"Snap out of it."
The first thing heard in the morning.
"Come on! Snap out of it." But you won't snap out of it: wake up and face reality, it's going to happen eventually.
Everything's going to be okay, you try convincing yourself, everything's going to be okay...you hope.
As the cold air creeps up around the head, the body pulls itself towards what you hate most despite your unwillingness. Not today, you say. Good job, move on. Head towards the shower and before you enter, when the mind unclogs itself from your sleep, reality will hit you.
"STOP!" you tell the mind. But it won't. Suddenly, it attacks you: it sends chills downs the back until sweat starts building up from the feet to your hands in less than a second, pumps your heart so fiercely and your vision blurs so quickly the world spins, but what you hate most is that it triggers your heart and locks your thoughts into oblivion...

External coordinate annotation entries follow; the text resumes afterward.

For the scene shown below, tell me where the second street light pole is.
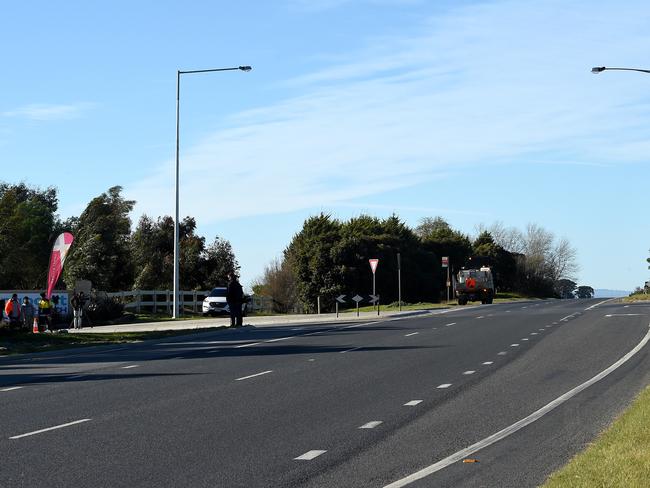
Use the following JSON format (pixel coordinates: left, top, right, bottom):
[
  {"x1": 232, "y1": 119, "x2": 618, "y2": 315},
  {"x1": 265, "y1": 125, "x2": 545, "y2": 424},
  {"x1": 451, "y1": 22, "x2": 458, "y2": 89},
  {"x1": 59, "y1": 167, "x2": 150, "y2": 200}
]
[{"x1": 172, "y1": 66, "x2": 252, "y2": 319}]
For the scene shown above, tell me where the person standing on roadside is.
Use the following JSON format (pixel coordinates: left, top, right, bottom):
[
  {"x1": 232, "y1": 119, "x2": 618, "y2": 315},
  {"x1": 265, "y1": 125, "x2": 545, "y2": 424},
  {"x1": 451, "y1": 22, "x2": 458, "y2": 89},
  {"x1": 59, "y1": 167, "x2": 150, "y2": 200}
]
[
  {"x1": 226, "y1": 272, "x2": 244, "y2": 327},
  {"x1": 5, "y1": 293, "x2": 20, "y2": 327},
  {"x1": 20, "y1": 297, "x2": 34, "y2": 329},
  {"x1": 70, "y1": 291, "x2": 83, "y2": 329},
  {"x1": 38, "y1": 293, "x2": 52, "y2": 330}
]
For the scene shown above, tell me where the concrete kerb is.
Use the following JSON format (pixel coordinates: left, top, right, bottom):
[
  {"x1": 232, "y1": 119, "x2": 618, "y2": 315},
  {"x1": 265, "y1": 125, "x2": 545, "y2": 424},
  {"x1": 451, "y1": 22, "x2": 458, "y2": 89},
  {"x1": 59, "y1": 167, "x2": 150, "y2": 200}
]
[{"x1": 68, "y1": 309, "x2": 438, "y2": 334}]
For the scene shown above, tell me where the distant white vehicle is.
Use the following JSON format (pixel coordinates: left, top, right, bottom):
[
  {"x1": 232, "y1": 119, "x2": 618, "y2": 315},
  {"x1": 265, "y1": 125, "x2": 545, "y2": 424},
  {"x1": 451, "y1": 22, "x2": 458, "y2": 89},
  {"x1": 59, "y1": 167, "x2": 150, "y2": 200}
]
[{"x1": 202, "y1": 286, "x2": 248, "y2": 317}]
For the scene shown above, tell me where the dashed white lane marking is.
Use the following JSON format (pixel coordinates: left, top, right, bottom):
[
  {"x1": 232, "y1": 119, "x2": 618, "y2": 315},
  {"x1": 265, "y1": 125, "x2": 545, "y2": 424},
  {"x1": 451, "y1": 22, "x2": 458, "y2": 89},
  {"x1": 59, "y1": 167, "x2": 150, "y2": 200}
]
[
  {"x1": 9, "y1": 419, "x2": 92, "y2": 439},
  {"x1": 293, "y1": 450, "x2": 327, "y2": 461},
  {"x1": 235, "y1": 369, "x2": 273, "y2": 381},
  {"x1": 384, "y1": 324, "x2": 650, "y2": 488},
  {"x1": 264, "y1": 337, "x2": 292, "y2": 342},
  {"x1": 585, "y1": 298, "x2": 616, "y2": 312}
]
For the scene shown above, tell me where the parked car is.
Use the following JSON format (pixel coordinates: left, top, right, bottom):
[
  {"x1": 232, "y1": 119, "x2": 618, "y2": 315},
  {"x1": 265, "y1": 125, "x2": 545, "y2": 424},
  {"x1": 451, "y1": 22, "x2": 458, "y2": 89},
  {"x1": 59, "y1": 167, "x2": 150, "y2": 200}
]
[{"x1": 202, "y1": 286, "x2": 248, "y2": 317}]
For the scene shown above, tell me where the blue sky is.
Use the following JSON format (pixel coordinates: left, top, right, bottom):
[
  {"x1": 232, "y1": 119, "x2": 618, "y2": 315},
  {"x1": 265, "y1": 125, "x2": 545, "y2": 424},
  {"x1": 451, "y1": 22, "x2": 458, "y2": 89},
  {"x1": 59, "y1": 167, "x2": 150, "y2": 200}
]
[{"x1": 0, "y1": 0, "x2": 650, "y2": 289}]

Seconds of sobriety, or flashbacks, really. Not today, you remind yourself. Sitting on the bed, the mind lets you have one more chance before - you know - it lunges at you mercilessly. You pick up your phone and you type four words with the hands: "Should I do it?"
Motionlessly sitting there, silence prevailed before a reply came: "Yes," the screen read.
As the struggles from the mind against your commands continue, the mind reminds you that reality continues even without you.
Fuck it, you say. It's not worth it.
Good job, move on. Except you can't. The day waits and the mind knows this: it's your weakness. Too late, the mind take control. Messages to the thumb and the index have already been received...
...the mind blurs your memory...
...and you wake up inhaling...exhaling...feeling a part of the body die while the mind smiles in content...
...the mind repeats its actions five more times...
You smile, knowing everything's going to be okay...for now. Head towards the shower, but before you enter it, the bloodshot eyes shift on the mirror, yet the mind play games again.
"Who are you?" the mind asks.
I don't know...
"When are you leaving?" the mind asks.
I don't know...
"Why are you still here?" the mind asks.
Uncontrollably, back to the room, on the bed, hands busy again...
Stop it, please, I'm begging you. Feel cool metal pressed up against .your skin, waiting for the mind's command.
"Don't worry, everything will be okay," the mind reminds you and then...
...blur...
Nothing will be okay, you plead one more time before the mind injects more into the lungs...taking any hope away for you....
Dare you remember? Sweat, smoke, blood and tears fill your vision before the mind flashes memories of reality reminding you there's no way out...
You accept; Good job, move on to the rest of your day...
"Remember to smile," the mind reminds you before leaving you alone. "What they don't know can't affect them."
Let me go today please, you plead. But the mind is already gone.
So, you put on a smile throughout the day and cover it all with plastic and lies. Nobody will know, not even the closest ones
Why isn't anybody helping me? you ask yourself, crying as the pains of reality submerge..
"Because nobody cares," the mind says after its return from its absence during the day, back to combat reality.
Drag yourself back with your head down, knowing both reality and the mind will consume you either way.
So, smile. Obey the mind. Because there's no way out after you wake...either way.